Lord Essenden, it should be understood, though important enough to be able to secure interviews with the Assistant Commissioner, was not important enough to be able to dictate the course which any interview should take, and this fact was always a thorn in Essenden’s vanity.
“You treat it all very lightly,” he complained weakly. “I do think you might make some sort of effort, Cullis.”
“Every policeman in England is looking for Simon Templar and Jill Trelawney,” said the Assistant Commissioner. “If and when we find them they will be arrested and tried. We can’t do more than that. Write down your story and give it to Sergeant Berryman downstairs on your way out, and we’ll see that it’s added to the dossier. Good evening.”
“I tell you, Cullis, I’m scared—”
Cullis nodded.
“They certainly seem to have it in for you,” he said. “I wonder why? Good evening!”
Essenden felt his hand vigorously shaken, and then he found himself in the stone corridor outside, blinking at a closed door.
He went downstairs and wrote out his formal report, as he had been directed, but with a querulous lack of restraint which spoilt the product as a literary effort. Then he drove to his club and dined and wined himself well before he returned to his waiting car and directed a cold and sleepy chauffeur to take him home.
“Home” was on the borders of Oxfordshire, for Essenden preferred to live away from the social life of London. Lady Essenden had objections to this misanthropy, of which Lord Essenden took no notice. In his way, he was almost as retiring a character as Mr Cullis.
Through all that drive home, Lord Essenden sat uncomfortably upright in one corner of his car, sucking the knob of his umbrella and pondering unpleasant thoughts.
It was after midnight when he arrived, and the footman who opened the door informed him that Lady Essenden had gone to bed with a headache two hours earlier.

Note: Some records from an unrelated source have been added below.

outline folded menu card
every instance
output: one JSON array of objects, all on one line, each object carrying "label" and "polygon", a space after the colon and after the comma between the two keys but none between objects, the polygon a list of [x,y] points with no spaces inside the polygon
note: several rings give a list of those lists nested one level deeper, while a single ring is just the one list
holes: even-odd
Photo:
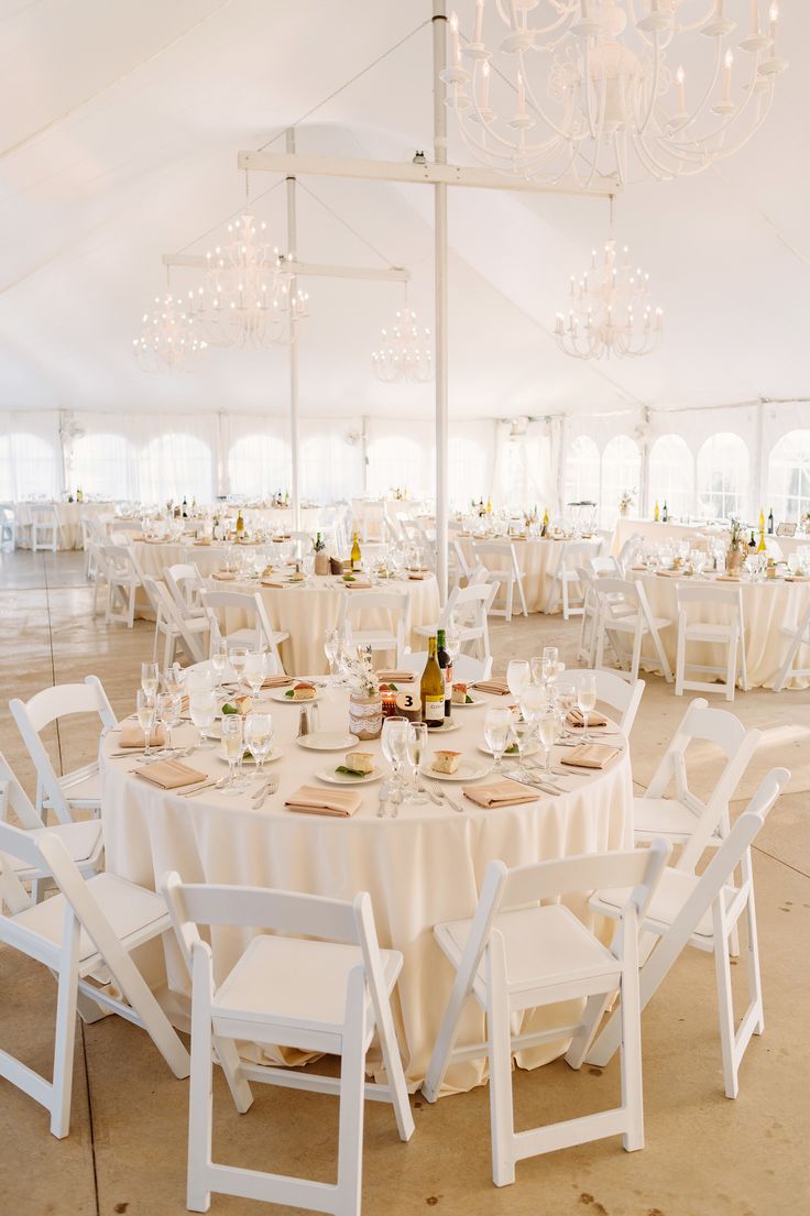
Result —
[{"label": "folded menu card", "polygon": [[207,773],[180,760],[156,760],[154,764],[136,769],[135,776],[161,789],[179,789],[180,786],[195,786],[198,781],[207,779]]},{"label": "folded menu card", "polygon": [[[585,726],[585,715],[583,714],[581,709],[578,709],[576,705],[574,705],[573,709],[569,709],[568,716],[566,717],[566,724],[567,726],[574,726],[574,727]],[[591,713],[587,715],[589,730],[591,728],[591,726],[607,726],[607,717],[604,716],[604,714],[600,714],[598,710],[592,709]]]},{"label": "folded menu card", "polygon": [[[118,743],[122,748],[144,748],[144,731],[137,722],[129,722],[120,728]],[[165,745],[165,733],[162,726],[153,726],[150,734],[150,747],[162,748]]]},{"label": "folded menu card", "polygon": [[510,686],[502,676],[494,676],[491,680],[479,680],[473,685],[479,692],[494,693],[496,697],[508,697]]},{"label": "folded menu card", "polygon": [[354,789],[317,789],[315,786],[302,786],[292,794],[285,806],[291,811],[308,811],[311,815],[337,815],[349,818],[360,809],[362,799]]},{"label": "folded menu card", "polygon": [[519,803],[536,803],[536,789],[529,789],[518,781],[494,781],[489,786],[465,786],[465,798],[479,806],[517,806]]},{"label": "folded menu card", "polygon": [[578,769],[607,769],[620,755],[621,748],[612,748],[604,743],[580,743],[562,756],[559,762],[575,765]]}]

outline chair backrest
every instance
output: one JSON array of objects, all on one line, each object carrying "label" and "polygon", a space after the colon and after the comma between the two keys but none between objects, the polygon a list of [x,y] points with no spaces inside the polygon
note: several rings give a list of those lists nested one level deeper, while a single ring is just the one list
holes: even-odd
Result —
[{"label": "chair backrest", "polygon": [[288,938],[359,946],[377,1025],[384,1025],[383,967],[367,891],[349,902],[259,886],[184,884],[174,871],[164,874],[161,891],[190,970],[195,946],[202,942],[199,925],[270,929]]},{"label": "chair backrest", "polygon": [[68,714],[95,713],[103,728],[116,726],[117,719],[101,681],[97,676],[86,676],[84,683],[54,685],[34,693],[28,702],[13,697],[9,708],[36,769],[36,806],[41,807],[43,794],[46,794],[60,822],[71,823],[71,810],[40,732]]},{"label": "chair backrest", "polygon": [[[663,798],[673,781],[675,796],[699,816],[696,831],[677,860],[679,869],[694,868],[720,818],[727,812],[729,803],[761,738],[761,731],[747,731],[735,714],[727,709],[709,706],[704,697],[697,697],[687,706],[646,792],[647,798]],[[707,801],[697,798],[688,788],[686,751],[690,743],[696,741],[714,744],[725,756],[720,776]]]},{"label": "chair backrest", "polygon": [[575,688],[579,688],[584,676],[596,676],[597,702],[602,705],[609,705],[611,709],[618,711],[619,726],[625,734],[629,734],[636,720],[641,698],[643,697],[645,681],[629,681],[615,671],[606,671],[603,669],[590,671],[579,668],[567,670],[563,680],[566,683],[573,683]]}]

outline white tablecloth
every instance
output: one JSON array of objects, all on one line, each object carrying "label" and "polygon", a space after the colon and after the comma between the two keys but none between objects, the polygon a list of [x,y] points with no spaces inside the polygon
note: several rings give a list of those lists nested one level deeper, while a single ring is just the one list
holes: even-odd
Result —
[{"label": "white tablecloth", "polygon": [[[500,703],[500,699],[495,698]],[[282,759],[279,794],[260,811],[246,809],[244,796],[203,793],[184,799],[154,789],[130,776],[133,761],[108,760],[113,734],[102,745],[102,806],[107,868],[133,882],[154,888],[168,869],[186,882],[238,883],[309,891],[332,899],[351,899],[359,890],[371,894],[379,941],[400,950],[405,958],[394,1015],[411,1086],[424,1077],[452,981],[451,968],[433,939],[440,921],[471,916],[486,865],[500,857],[508,866],[528,861],[604,849],[628,848],[631,841],[632,784],[626,753],[612,769],[587,778],[570,778],[574,787],[559,798],[501,810],[480,810],[462,799],[462,814],[451,809],[404,805],[396,820],[377,817],[378,786],[361,790],[362,807],[349,820],[303,815],[285,810],[283,801],[319,769],[333,769],[342,753],[313,753],[298,747],[293,734],[297,705],[271,704],[276,742]],[[345,693],[330,692],[321,703],[321,725],[345,728]],[[450,744],[479,756],[483,708],[457,710],[463,725]],[[191,726],[178,732],[178,742],[192,737]],[[365,744],[379,760],[379,743]],[[482,756],[482,759],[485,759]],[[225,762],[218,751],[195,753],[189,764],[218,776]],[[460,786],[446,786],[461,798]],[[584,901],[572,903],[587,918]],[[603,927],[606,940],[611,929]],[[219,979],[247,944],[249,931],[214,935]],[[173,997],[165,1003],[179,1025],[187,1012],[189,978],[176,946],[165,939],[163,951],[148,959],[152,974],[168,972]],[[159,978],[158,978],[159,984]],[[559,1009],[540,1010],[531,1025],[566,1020]],[[462,1041],[484,1037],[483,1017],[469,1002]],[[564,1045],[545,1045],[524,1052],[519,1063],[535,1066],[559,1054]],[[253,1048],[257,1051],[257,1048]],[[286,1057],[296,1063],[297,1057]],[[485,1076],[476,1060],[454,1068],[448,1086],[468,1090]]]},{"label": "white tablecloth", "polygon": [[54,507],[58,519],[57,546],[60,550],[81,548],[81,517],[112,514],[113,502],[18,502],[17,547],[30,548],[33,512],[41,507]]},{"label": "white tablecloth", "polygon": [[[671,625],[662,630],[660,640],[674,674],[677,647],[675,586],[679,580],[663,578],[658,574],[640,575],[639,573],[635,573],[632,578],[641,578],[653,615],[666,617],[673,621]],[[684,579],[684,582],[692,585],[694,579]],[[742,586],[748,683],[752,688],[772,688],[784,663],[789,642],[780,632],[781,626],[795,627],[810,601],[810,582],[766,579],[765,582],[742,581],[735,584],[724,581],[718,584],[721,587],[737,585]],[[729,620],[729,609],[716,604],[693,604],[690,606],[688,615],[690,619],[719,625]],[[690,642],[687,648],[687,659],[701,665],[724,665],[725,654],[725,648],[702,642]],[[806,688],[809,686],[810,681],[806,677],[793,680],[787,685],[788,688]]]},{"label": "white tablecloth", "polygon": [[[354,603],[366,593],[347,591],[339,578],[314,576],[313,585],[288,584],[285,587],[263,587],[260,582],[220,582],[210,581],[212,590],[258,591],[266,606],[270,624],[274,629],[289,634],[281,643],[281,659],[285,670],[293,675],[322,675],[328,671],[324,653],[324,634],[327,629],[337,629],[341,604],[345,596]],[[439,587],[433,574],[424,579],[387,579],[372,589],[376,592],[401,593],[410,598],[410,629],[405,642],[414,651],[427,649],[427,641],[412,630],[416,625],[429,625],[439,619]],[[225,629],[242,629],[247,624],[242,613],[225,613]],[[392,629],[392,617],[388,612],[369,613],[364,619],[366,629]],[[395,654],[387,662],[394,664]]]}]

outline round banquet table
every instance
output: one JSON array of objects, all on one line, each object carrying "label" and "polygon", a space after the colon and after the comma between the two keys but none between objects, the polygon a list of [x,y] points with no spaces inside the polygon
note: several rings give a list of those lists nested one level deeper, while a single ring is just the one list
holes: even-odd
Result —
[{"label": "round banquet table", "polygon": [[[662,574],[634,573],[634,579],[641,580],[647,592],[653,617],[668,618],[671,624],[660,630],[660,640],[669,665],[675,672],[677,648],[677,603],[675,587],[679,582],[701,585],[693,578],[676,579]],[[705,585],[714,584],[709,575]],[[746,635],[746,663],[748,665],[748,685],[750,688],[772,688],[776,676],[784,663],[788,638],[781,634],[782,626],[795,629],[801,614],[810,603],[810,580],[787,581],[786,579],[766,579],[764,582],[729,582],[721,580],[720,587],[742,587],[743,629]],[[729,621],[729,609],[722,604],[690,604],[687,620],[704,620],[713,625]],[[725,666],[725,647],[704,642],[690,642],[687,658],[691,663],[703,666]],[[649,670],[649,668],[648,668]],[[789,680],[787,688],[808,688],[810,680],[803,676]]]},{"label": "round banquet table", "polygon": [[[275,576],[270,581],[276,581]],[[265,586],[258,579],[247,581],[219,579],[210,580],[212,591],[258,591],[268,609],[270,624],[275,630],[289,634],[281,643],[281,660],[285,671],[302,675],[324,675],[328,663],[324,653],[324,634],[327,629],[337,629],[343,599],[349,596],[351,602],[362,602],[369,592],[347,591],[343,581],[332,575],[313,575],[309,585],[287,582],[279,576],[281,586]],[[439,586],[434,574],[422,579],[383,579],[370,589],[377,593],[401,593],[405,591],[410,603],[410,620],[405,630],[405,642],[414,651],[424,651],[427,641],[414,632],[417,625],[431,625],[439,619]],[[248,624],[243,613],[226,609],[223,613],[226,632],[242,629]],[[384,610],[369,612],[362,621],[366,629],[388,629],[393,626],[390,613]],[[386,662],[395,663],[392,652]]]},{"label": "round banquet table", "polygon": [[[321,728],[345,730],[348,694],[328,689],[321,700]],[[490,698],[484,698],[490,703]],[[502,698],[491,702],[502,703]],[[461,784],[441,788],[463,804],[462,812],[446,803],[404,804],[399,816],[377,815],[379,784],[356,787],[362,805],[350,818],[308,815],[285,809],[302,784],[316,784],[317,770],[333,770],[342,751],[304,750],[296,742],[298,706],[270,703],[281,759],[268,765],[280,787],[260,810],[252,810],[249,792],[229,795],[204,790],[182,798],[150,786],[133,775],[133,760],[112,759],[116,733],[101,745],[102,817],[106,865],[111,873],[156,889],[167,871],[176,869],[189,883],[234,883],[305,891],[350,900],[358,891],[371,895],[381,945],[401,951],[404,968],[394,993],[394,1019],[405,1073],[411,1088],[424,1079],[452,984],[451,968],[433,938],[441,921],[469,917],[486,865],[502,858],[508,866],[529,861],[630,848],[632,841],[632,782],[626,741],[612,737],[623,753],[611,767],[594,776],[564,779],[559,796],[538,794],[536,801],[483,810],[465,799]],[[450,739],[444,734],[432,747],[450,744],[471,759],[483,738],[483,706],[457,710],[461,722]],[[215,728],[216,730],[216,728]],[[174,742],[191,743],[191,725],[175,730]],[[384,767],[379,741],[362,743]],[[562,751],[555,759],[558,761]],[[212,776],[223,776],[226,764],[219,748],[195,751],[186,764]],[[484,778],[485,779],[485,778]],[[253,784],[253,782],[252,782]],[[572,908],[589,924],[594,919],[584,899]],[[603,940],[611,925],[597,927]],[[232,968],[253,930],[212,930],[218,980]],[[176,942],[142,947],[145,974],[169,1017],[187,1029],[190,981]],[[562,1025],[578,1014],[552,1008],[527,1015],[524,1029]],[[485,1037],[483,1014],[468,1002],[461,1042]],[[521,1066],[534,1068],[561,1054],[566,1043],[542,1045],[522,1052]],[[298,1064],[302,1057],[280,1048],[241,1045],[253,1059]],[[372,1066],[376,1066],[372,1064]],[[486,1076],[485,1060],[454,1066],[445,1092],[469,1090]]]},{"label": "round banquet table", "polygon": [[[485,545],[502,546],[505,564],[508,559],[510,545],[514,545],[518,570],[523,570],[523,593],[525,595],[525,604],[529,612],[550,610],[553,581],[559,570],[566,545],[574,544],[573,540],[552,540],[545,536],[528,536],[525,539],[513,536],[511,540],[507,540],[506,537],[471,536],[466,533],[456,533],[456,539],[461,545],[465,561],[469,565],[474,565],[477,561],[473,548],[476,540],[480,540]],[[581,539],[586,540],[586,537]],[[591,537],[587,537],[587,540],[591,540]],[[484,565],[486,565],[485,561]],[[521,601],[516,590],[512,614],[519,612],[519,606]],[[562,603],[558,603],[557,610],[562,612]]]}]

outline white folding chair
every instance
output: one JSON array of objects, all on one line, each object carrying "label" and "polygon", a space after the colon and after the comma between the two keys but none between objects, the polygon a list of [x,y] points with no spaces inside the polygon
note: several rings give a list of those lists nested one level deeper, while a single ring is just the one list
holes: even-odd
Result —
[{"label": "white folding chair", "polygon": [[[684,845],[677,867],[693,871],[703,850],[718,848],[729,835],[729,804],[761,738],[761,731],[747,731],[729,710],[710,709],[704,697],[696,697],[649,786],[632,800],[635,839],[665,837]],[[710,743],[724,756],[722,769],[707,799],[698,798],[688,787],[686,756],[692,743]],[[670,784],[674,796],[666,796]]]},{"label": "white folding chair", "polygon": [[[580,668],[572,668],[566,671],[566,683],[572,683],[575,688],[584,676],[596,676],[596,700],[597,704],[606,705],[615,710],[619,715],[617,721],[625,734],[630,734],[632,724],[636,720],[641,698],[647,687],[643,680],[625,680],[618,671],[598,671]],[[652,838],[651,838],[652,839]]]},{"label": "white folding chair", "polygon": [[[80,823],[60,823],[57,827],[43,827],[43,821],[34,810],[28,794],[17,781],[15,772],[0,751],[0,822],[7,823],[13,815],[23,832],[35,840],[43,832],[52,832],[60,837],[67,849],[71,861],[80,874],[88,878],[102,868],[105,841],[101,832],[101,820],[83,820]],[[43,886],[47,879],[46,871],[32,867],[19,857],[9,857],[11,871],[21,883],[32,883],[32,896],[39,902]]]},{"label": "white folding chair", "polygon": [[[493,1181],[514,1182],[514,1165],[572,1144],[621,1136],[629,1152],[643,1147],[641,1023],[639,1012],[637,921],[645,914],[666,865],[670,845],[603,852],[507,869],[502,861],[486,867],[476,916],[434,928],[434,936],[456,970],[452,992],[433,1048],[422,1092],[435,1102],[446,1069],[461,1060],[489,1057],[489,1103]],[[621,933],[603,946],[562,895],[592,891],[603,882],[631,888],[621,907]],[[615,992],[620,995],[621,1104],[612,1110],[514,1132],[512,1053],[570,1038],[566,1055],[579,1068],[598,1020]],[[486,1042],[456,1048],[468,997],[486,1014]],[[541,1006],[585,998],[574,1024],[552,1030],[517,1030],[519,1015]]]},{"label": "white folding chair", "polygon": [[[365,1098],[390,1102],[401,1139],[414,1133],[389,997],[403,967],[381,950],[371,899],[353,902],[251,886],[184,885],[176,873],[162,890],[192,976],[191,1088],[186,1204],[207,1211],[210,1193],[359,1216]],[[259,933],[220,984],[216,947],[198,925]],[[220,967],[219,970],[225,970]],[[365,1059],[378,1036],[388,1085],[365,1083]],[[341,1057],[341,1076],[248,1064],[236,1041]],[[337,1182],[265,1173],[212,1159],[212,1055],[221,1065],[240,1114],[253,1102],[251,1081],[338,1094]]]},{"label": "white folding chair", "polygon": [[[551,584],[545,612],[556,612],[557,604],[562,603],[563,619],[581,615],[585,606],[584,589],[580,582],[579,568],[584,567],[591,558],[598,557],[601,541],[563,541],[559,554],[559,565]],[[575,591],[574,589],[579,589]],[[573,592],[573,595],[572,595]],[[579,601],[572,603],[572,598]]]},{"label": "white folding chair", "polygon": [[799,680],[804,676],[810,676],[810,668],[793,666],[800,648],[803,646],[810,646],[810,603],[803,612],[795,629],[791,629],[788,625],[782,625],[780,627],[780,634],[782,634],[783,637],[789,637],[791,641],[784,654],[784,662],[780,668],[776,680],[774,681],[774,692],[782,692],[782,688],[784,688],[788,680]]},{"label": "white folding chair", "polygon": [[32,553],[46,551],[56,553],[60,547],[60,517],[56,507],[30,508]]},{"label": "white folding chair", "polygon": [[[107,582],[109,585],[106,624],[117,621],[131,629],[135,623],[137,589],[142,586],[137,562],[128,546],[126,537],[123,539],[122,544],[102,545],[101,552],[107,563]],[[118,610],[116,610],[117,607]]]},{"label": "white folding chair", "polygon": [[[249,646],[254,651],[266,649],[275,658],[277,670],[285,670],[279,647],[287,641],[289,634],[272,627],[258,591],[203,591],[199,598],[210,624],[212,652],[219,640],[229,647]],[[221,617],[229,612],[237,613],[240,618],[247,617],[248,624],[237,629],[224,629]]]},{"label": "white folding chair", "polygon": [[[711,587],[675,585],[677,601],[677,652],[675,658],[675,696],[682,697],[684,689],[690,692],[724,692],[726,700],[735,699],[737,671],[739,671],[743,691],[748,688],[748,670],[746,666],[746,627],[742,610],[742,587]],[[705,620],[690,613],[693,607],[702,617],[725,617],[725,620]],[[726,663],[718,664],[690,662],[686,648],[690,643],[720,646],[726,648]],[[687,671],[699,671],[702,675],[725,676],[725,681],[709,683],[705,680],[690,680]]]},{"label": "white folding chair", "polygon": [[[36,814],[45,822],[47,811],[60,823],[72,823],[74,811],[101,811],[101,781],[99,761],[74,769],[57,777],[40,736],[46,726],[69,714],[97,714],[101,728],[117,725],[112,705],[97,676],[85,676],[84,683],[54,685],[34,693],[23,702],[12,697],[9,702],[23,743],[36,769]],[[95,742],[94,734],[94,742]]]},{"label": "white folding chair", "polygon": [[504,589],[504,607],[495,608],[490,604],[491,617],[504,617],[512,620],[512,607],[514,601],[514,589],[517,587],[521,599],[521,614],[529,615],[525,604],[525,592],[523,590],[524,570],[518,565],[517,550],[511,540],[473,541],[473,553],[476,561],[486,567],[494,580]]},{"label": "white folding chair", "polygon": [[[739,1065],[752,1035],[761,1035],[765,1029],[750,846],[789,779],[787,769],[772,769],[769,772],[701,876],[681,868],[666,868],[641,923],[645,934],[653,934],[658,939],[652,951],[641,959],[642,1010],[685,946],[714,955],[727,1098],[736,1098],[739,1092]],[[738,884],[735,879],[737,867]],[[595,912],[615,917],[623,899],[621,890],[601,890],[592,896],[590,905]],[[743,917],[747,930],[743,958],[748,1008],[735,1030],[729,956],[732,953],[731,939]],[[698,1000],[697,993],[694,997]],[[620,1035],[621,1028],[614,1013],[587,1052],[587,1063],[604,1066],[619,1047]]]},{"label": "white folding chair", "polygon": [[[34,903],[11,858],[44,873],[58,894]],[[5,1051],[0,1076],[45,1107],[54,1136],[71,1130],[77,1009],[85,1021],[118,1013],[135,1023],[174,1075],[189,1076],[189,1053],[130,957],[171,927],[159,895],[114,874],[85,880],[52,829],[33,835],[0,823],[0,902],[10,910],[0,916],[0,941],[47,967],[58,986],[52,1079]]]},{"label": "white folding chair", "polygon": [[[640,582],[628,579],[598,579],[594,590],[600,601],[600,613],[596,626],[596,666],[604,666],[604,643],[611,641],[619,663],[629,663],[628,675],[639,679],[639,666],[645,638],[649,638],[668,683],[673,682],[673,671],[660,641],[660,630],[671,625],[668,617],[653,617],[647,592]],[[628,649],[623,643],[631,642]]]},{"label": "white folding chair", "polygon": [[[372,627],[369,618],[384,615],[387,626]],[[396,665],[405,655],[410,636],[411,599],[406,591],[343,591],[338,630],[350,646],[372,651],[395,651]]]}]

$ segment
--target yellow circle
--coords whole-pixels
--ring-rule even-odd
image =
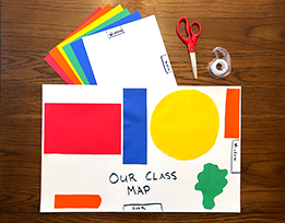
[[[154,108],[151,136],[155,145],[170,157],[197,159],[215,144],[219,128],[213,99],[197,90],[166,95]]]

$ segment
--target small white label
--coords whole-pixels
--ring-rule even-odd
[[[162,62],[163,62],[165,72],[167,74],[171,73],[173,72],[173,68],[171,68],[171,64],[170,64],[168,56],[167,55],[163,55],[161,58],[162,58]]]
[[[153,211],[153,212],[161,212],[163,211],[162,203],[130,203],[124,204],[122,207],[123,211],[134,211],[134,212],[143,212],[143,211]]]
[[[112,38],[112,37],[119,36],[119,35],[121,35],[123,33],[124,33],[124,31],[122,30],[121,26],[118,26],[118,27],[110,28],[110,30],[106,31],[106,34],[107,34],[108,38]]]
[[[240,141],[233,140],[231,142],[231,174],[240,174]]]

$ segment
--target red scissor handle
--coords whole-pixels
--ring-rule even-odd
[[[185,21],[186,23],[186,33],[187,33],[187,38],[185,38],[181,34],[180,34],[180,31],[179,31],[179,25],[180,23]],[[198,25],[199,27],[199,31],[197,34],[194,34],[192,32],[192,26],[193,25]],[[180,20],[178,21],[177,23],[177,26],[176,26],[176,31],[177,31],[177,34],[178,36],[182,39],[183,43],[186,43],[186,45],[188,46],[188,51],[189,52],[193,52],[195,51],[195,43],[197,43],[197,39],[198,39],[198,36],[200,35],[201,33],[201,25],[199,22],[192,22],[189,26],[189,21],[188,21],[188,17],[180,17]]]

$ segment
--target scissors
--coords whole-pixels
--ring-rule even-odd
[[[179,31],[179,24],[181,23],[181,21],[185,21],[185,23],[186,23],[187,38],[183,38]],[[198,34],[194,34],[192,32],[193,25],[198,25],[198,27],[199,27]],[[190,52],[190,60],[191,60],[191,64],[192,64],[192,72],[193,72],[194,79],[197,79],[198,74],[197,74],[197,60],[195,60],[195,43],[197,43],[198,36],[201,33],[201,25],[199,22],[192,22],[191,25],[189,26],[188,17],[181,17],[177,23],[176,30],[177,30],[178,36],[188,46],[188,51]]]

Essenden nodded and handed over his hat and coat. In exchange, he received one solitary letter, and the handwriting on the envelope was so familiar that he carried it to his study to open behind a locked door. The letter contained in the envelope was not so surprising to him as it would have been a month before.
Have a look at the safe behind the dummy row in your book-case.
And underneath were the replicas of the two drawings that he had seen before.
Essenden struck a match and watched the paper curl and blacken in an ash-tray. Then, with perfectly impassive fatalism, he went to the book-case and slid back the panel which on one shelf replaced a row of books. He had no anxiety about any of the papers there, for since the first burglary he had transferred every important document in his house to a safer place.
He opened the safe, and looked at the notebook he had lost in Paris.
Thoughtfully he flicked through the pages.
Every entry had been decoded, and the interpretation written neatly in between the lines.
Essenden studied the book for some minutes, and then he dropped it into his pocket and began to pace the room with short bustling strides.
The notebook had not been in the safe when he arrived back from Paris that afternoon. He knew that, for he had deposited some correspondence there before he left again to interview the Commissioner. And yet, to be delivered that night, the letter which told him to look in the safe must have been posted early that morning. And early that morning Jill Trelawney and the Saint were in Paris—and the letter was postmarked in London. There was something terrifying about the ruthless assurance which emerged from the linking of those two facts.